CQAF: Jazz Jamaica

Much lauded skazz outfit get the Festival Marquee jumping

In 2007, Ska Cubano brought a fresh, new mix of Cuban mambo and Caribbean ska to the 8th Cathedral Quarter Arts Festival Marquee in Belfast's Custom House Square. 

One year on and Europe’s most accomplished purveyors of the skazz sound, the London-based Jazz Jamaica take up the baton, tackling a set of popular Jamaican classics and old-school dancehall favourites in their own jazztastic manner.

Outside, the sweet smell of summer makes one exceedingly giddy. The new bar bustles with eager punters intent on further intoxication and two hours after the 8pm opening time, the band take to the stage.

Formed by double-bassist Gary Crosby in 1992, the multi-award winning Jazz Jamaica are a British-Jamaican hybrid that come into their own on nights like this, performing for a crowd who know their stuff musically (the sheer amount of Jamaican tricolour garments and nerd-boy music history chatter are proof if proof was needed), and fancy an upbeat night on the dance floor.

The sparkling-star Marquee ceiling provides the perfect setting for this polished collection of jazz maestros. After their introduction - nowhere near as exciting as last year's - Jazz Jamaica unleash their Tighten Up! set with horns a-tooting and knees a-swaying. The punters shake their money-makers from the first note, the band supported by an eager entourage of funky Anglo-Caribbean females.

Following their highly successful Motorcity Roots tour, which applied the skazz philosophy to the Motown back catalogue, Tighten Up! takes the band back to their Jamaican roots.

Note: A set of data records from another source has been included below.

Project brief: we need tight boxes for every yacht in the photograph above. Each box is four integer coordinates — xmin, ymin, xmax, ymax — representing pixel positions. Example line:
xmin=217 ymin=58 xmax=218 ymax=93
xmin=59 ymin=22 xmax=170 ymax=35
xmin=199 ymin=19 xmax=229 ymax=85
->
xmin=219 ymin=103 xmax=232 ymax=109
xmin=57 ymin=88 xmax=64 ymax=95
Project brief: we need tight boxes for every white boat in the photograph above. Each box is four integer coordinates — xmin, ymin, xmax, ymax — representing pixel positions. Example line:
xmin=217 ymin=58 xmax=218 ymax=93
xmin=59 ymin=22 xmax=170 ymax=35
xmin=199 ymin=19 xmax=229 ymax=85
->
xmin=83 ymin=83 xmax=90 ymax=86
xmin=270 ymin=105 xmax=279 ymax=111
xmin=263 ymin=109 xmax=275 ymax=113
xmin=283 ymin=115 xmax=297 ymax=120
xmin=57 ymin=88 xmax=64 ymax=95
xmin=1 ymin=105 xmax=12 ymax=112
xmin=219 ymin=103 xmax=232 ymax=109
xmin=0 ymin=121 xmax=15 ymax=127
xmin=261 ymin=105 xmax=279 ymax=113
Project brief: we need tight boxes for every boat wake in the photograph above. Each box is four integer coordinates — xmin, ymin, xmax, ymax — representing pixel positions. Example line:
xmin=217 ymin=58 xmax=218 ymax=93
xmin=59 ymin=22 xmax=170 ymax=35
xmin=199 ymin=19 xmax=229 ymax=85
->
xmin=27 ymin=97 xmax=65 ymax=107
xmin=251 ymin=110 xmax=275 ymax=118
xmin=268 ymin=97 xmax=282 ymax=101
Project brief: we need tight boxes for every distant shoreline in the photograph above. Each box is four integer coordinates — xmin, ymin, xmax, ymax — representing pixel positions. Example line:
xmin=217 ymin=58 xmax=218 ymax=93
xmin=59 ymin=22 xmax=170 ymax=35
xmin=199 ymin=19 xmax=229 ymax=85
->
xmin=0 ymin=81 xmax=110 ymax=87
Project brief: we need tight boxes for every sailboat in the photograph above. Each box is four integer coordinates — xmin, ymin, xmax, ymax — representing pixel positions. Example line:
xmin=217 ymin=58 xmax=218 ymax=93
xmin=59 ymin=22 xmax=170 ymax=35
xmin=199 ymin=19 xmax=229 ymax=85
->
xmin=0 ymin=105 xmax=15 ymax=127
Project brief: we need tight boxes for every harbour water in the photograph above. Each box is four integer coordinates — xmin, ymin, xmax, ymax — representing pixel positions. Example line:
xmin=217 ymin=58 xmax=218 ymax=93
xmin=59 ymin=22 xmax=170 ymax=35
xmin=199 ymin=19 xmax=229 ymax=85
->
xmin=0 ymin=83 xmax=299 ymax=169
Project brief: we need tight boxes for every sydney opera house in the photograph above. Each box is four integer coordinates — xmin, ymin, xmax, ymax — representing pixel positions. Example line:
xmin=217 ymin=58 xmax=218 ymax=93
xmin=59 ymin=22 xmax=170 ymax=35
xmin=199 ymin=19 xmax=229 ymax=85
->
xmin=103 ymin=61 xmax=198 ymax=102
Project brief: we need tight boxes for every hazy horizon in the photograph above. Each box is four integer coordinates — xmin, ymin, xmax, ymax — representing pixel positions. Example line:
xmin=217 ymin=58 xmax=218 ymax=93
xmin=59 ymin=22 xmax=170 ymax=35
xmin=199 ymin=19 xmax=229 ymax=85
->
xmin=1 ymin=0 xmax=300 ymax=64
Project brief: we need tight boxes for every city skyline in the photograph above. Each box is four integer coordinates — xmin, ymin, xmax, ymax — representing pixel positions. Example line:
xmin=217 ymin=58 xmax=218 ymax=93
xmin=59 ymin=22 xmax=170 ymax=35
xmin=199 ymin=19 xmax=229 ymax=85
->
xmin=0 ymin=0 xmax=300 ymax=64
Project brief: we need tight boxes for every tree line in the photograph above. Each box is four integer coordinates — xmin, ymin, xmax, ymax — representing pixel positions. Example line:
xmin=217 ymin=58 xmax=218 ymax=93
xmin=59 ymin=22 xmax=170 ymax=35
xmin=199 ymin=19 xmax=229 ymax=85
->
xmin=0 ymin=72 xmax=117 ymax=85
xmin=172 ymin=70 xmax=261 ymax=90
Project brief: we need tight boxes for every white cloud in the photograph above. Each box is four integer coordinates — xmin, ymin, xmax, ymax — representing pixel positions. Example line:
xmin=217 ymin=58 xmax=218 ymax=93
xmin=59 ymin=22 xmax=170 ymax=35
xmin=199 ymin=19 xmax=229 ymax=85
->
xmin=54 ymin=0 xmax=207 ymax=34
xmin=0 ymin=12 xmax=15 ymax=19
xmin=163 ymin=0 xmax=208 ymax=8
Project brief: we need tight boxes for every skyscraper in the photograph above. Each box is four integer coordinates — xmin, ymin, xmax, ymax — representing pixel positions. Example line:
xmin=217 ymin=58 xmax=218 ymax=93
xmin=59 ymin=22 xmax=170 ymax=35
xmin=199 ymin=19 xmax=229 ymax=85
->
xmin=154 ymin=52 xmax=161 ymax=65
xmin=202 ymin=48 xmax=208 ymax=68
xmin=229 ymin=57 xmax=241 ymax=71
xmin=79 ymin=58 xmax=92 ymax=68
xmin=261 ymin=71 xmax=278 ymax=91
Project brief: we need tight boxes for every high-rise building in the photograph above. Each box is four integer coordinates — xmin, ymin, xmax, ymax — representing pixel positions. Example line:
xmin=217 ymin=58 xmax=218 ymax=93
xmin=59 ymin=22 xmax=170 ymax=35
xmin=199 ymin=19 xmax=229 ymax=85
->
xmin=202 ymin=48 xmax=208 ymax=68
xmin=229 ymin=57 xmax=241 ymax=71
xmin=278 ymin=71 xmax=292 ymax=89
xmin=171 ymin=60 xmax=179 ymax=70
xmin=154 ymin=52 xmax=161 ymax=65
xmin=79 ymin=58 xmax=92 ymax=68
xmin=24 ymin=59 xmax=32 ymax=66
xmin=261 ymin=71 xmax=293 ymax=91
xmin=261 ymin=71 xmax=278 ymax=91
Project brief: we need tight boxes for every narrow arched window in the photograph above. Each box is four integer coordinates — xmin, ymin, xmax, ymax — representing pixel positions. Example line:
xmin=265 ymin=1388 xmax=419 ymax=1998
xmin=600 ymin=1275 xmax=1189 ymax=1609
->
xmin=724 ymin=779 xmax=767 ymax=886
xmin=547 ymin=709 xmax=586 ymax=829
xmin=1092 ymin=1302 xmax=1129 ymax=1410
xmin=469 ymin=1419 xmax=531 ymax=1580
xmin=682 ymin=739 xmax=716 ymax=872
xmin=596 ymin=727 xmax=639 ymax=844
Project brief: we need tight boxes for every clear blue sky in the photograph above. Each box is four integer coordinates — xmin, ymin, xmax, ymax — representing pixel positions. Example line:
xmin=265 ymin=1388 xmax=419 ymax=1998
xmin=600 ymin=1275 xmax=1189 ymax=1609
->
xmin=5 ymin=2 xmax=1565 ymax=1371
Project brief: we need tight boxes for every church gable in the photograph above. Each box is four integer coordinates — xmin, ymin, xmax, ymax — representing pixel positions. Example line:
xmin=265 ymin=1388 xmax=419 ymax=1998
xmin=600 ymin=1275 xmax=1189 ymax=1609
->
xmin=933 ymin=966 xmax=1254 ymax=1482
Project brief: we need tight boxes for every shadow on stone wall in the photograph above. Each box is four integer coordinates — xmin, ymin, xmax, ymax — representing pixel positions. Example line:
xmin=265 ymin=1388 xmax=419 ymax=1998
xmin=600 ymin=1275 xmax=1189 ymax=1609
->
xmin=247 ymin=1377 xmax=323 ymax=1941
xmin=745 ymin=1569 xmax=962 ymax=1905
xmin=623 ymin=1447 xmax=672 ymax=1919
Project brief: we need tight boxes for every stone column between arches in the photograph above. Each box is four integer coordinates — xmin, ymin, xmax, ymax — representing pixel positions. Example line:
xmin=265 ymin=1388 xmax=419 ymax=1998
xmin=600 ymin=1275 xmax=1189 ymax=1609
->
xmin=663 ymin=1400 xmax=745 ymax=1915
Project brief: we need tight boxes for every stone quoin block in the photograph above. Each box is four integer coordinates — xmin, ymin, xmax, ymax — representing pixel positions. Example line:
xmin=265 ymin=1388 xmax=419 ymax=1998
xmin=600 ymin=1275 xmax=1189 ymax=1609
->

With trombones, trumpets, sax, guitar and piano in full swing, we’re treated to a set that includes songs from the likes of Jamaican legends Skatalites, Prince Buster and Guns of Navarone, amongst others. Solos punctuate verse and chorus throughout, with alto-sax expert Andre Brown and pianist Ben Burrell marking themselves out as a particularly talented duo in an immensely talented ensemble.

But it’s guitarist Femi Temowo who steals the show. Wielding a big, chunky Gibson ES-335 (one for the aforementioned nerd-boys there!), the peerless Temowo’s improvisational skill is, frankly, astonishing. All subsequent solos leave one distinctly underwhelmed.

The critics have taken this nine-piece outfit to their hard hearts, with the Guardian going so far as to label them Britain’s answer to the Buena Vista Social Club. 

Their fusion of jazz and rock steady is thrilling, their virtuosity captivating, their stage presence convincing. And yet I’m left frustratingly bored after a while. I’ve been entertained, and lost a few pounds on the dancefloor. But Jamaican music, for me, is all about simplicity. In the end, there are only so many solos one can take.